Re: Kawały o ratownikach

PostNapisane: 30 kwi 2016, 17:07
przez Wilka55
Mężczyzna na plaży zachodzi do stanowiska ratowników.
- Panowie ratownicy, nie macie przypadkiem zapałek?
- Proszę oto zapałki. Daj Pan papierosa, zapalimy.
- Proszę bardzo - mężczyzna częstuje ratowników papierosami. Zapalają, przez chwilę delektują się aromatem tytoniu.
- Jak leci, panowie? Jakie nastroje? - pyta.
- No, tak sobie. Pracujemy pomalutku...
- Lato w tym roku okropnie gorące, oddychać nie ma czym...
- Strasznie. Spaliliśmy się przy tej robocie od tego cholernego słońca, upały, upały... Koszmar!
- A płacą chociaż dobrze?
- Żartujesz Pan?

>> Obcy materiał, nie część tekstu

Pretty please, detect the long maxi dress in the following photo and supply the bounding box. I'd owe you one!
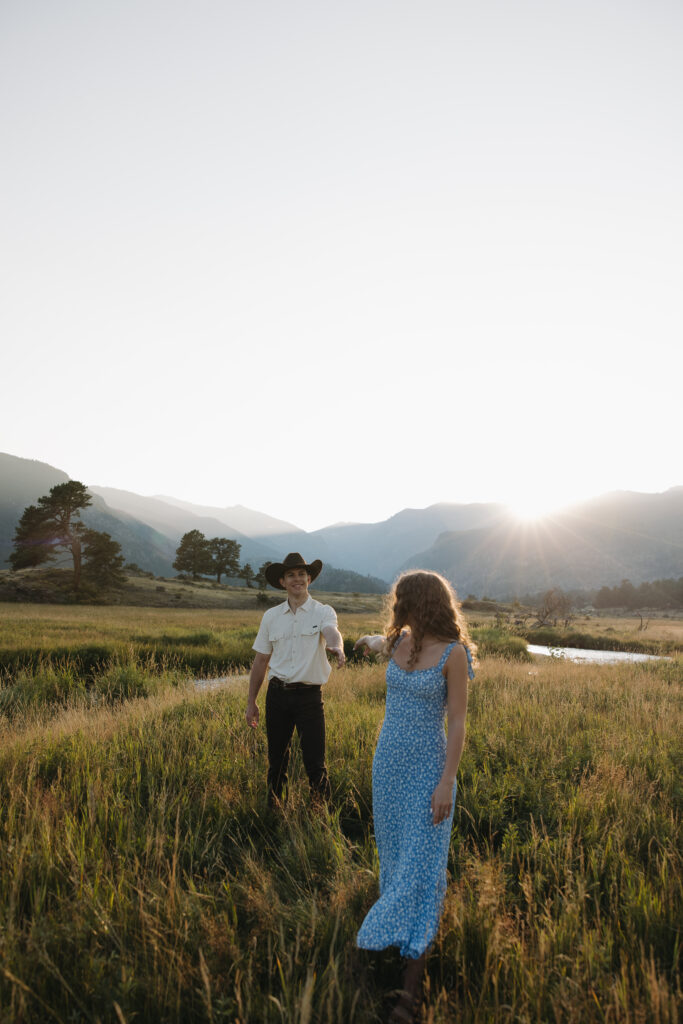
[356,643,474,959]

Ledwo można związać koniec z końcem...
- Taa i te ceny złodziejskie...

Re: Kawały o ratownikach

PostNapisane: 06 maja 2016, 08:43
przez Madison
W najwyższych górach świata, drogą nad przepaścią jedzie autokar z turystami.
- I co, boicie się? - pyta przewodniczka.
- Tak! - krzyczą pasażerowie.
- To proszę robić to, co kierowca!
- A co robi kierowca?
- Zamyka oczy.

Re: Kawały o ratownikach

PostNapisane: 07 lip 2016, 14:02
przez pesok
Jasiu chce popływać i pyta ratownika o zgodę:
- Czy mogę popływać w tym basenie?
- Musisz mi najpierw pokazać jak pływasz.
Jasiu zaczyna. Robi fikołki, pływa, nurkuje. Wreszcie ratownik pyta:
- Gdzie ty nauczyłeś się tak pływać?
- Tata wyrzucał mnie na środek jeziora.
- To pewnie trudno było dopłynąć do brzegu?
- Nie - mówi Jasiu. Najtrudniej było wydostać się z worka.

Re: Kawały o ratownikach

PostNapisane: 08 lip 2016, 11:18
przez Madison
Przywożą faceta z wypadku, przychodzi do niego lekarz i stawia obok łóżka zegarek, zamiast przystąpić do operacji.
- Panie doktoktorze, dlaczego pan nie operuje? -pyta pielęgniarka.
- Czas leczy rany - odpowiada zadowolony lekarz.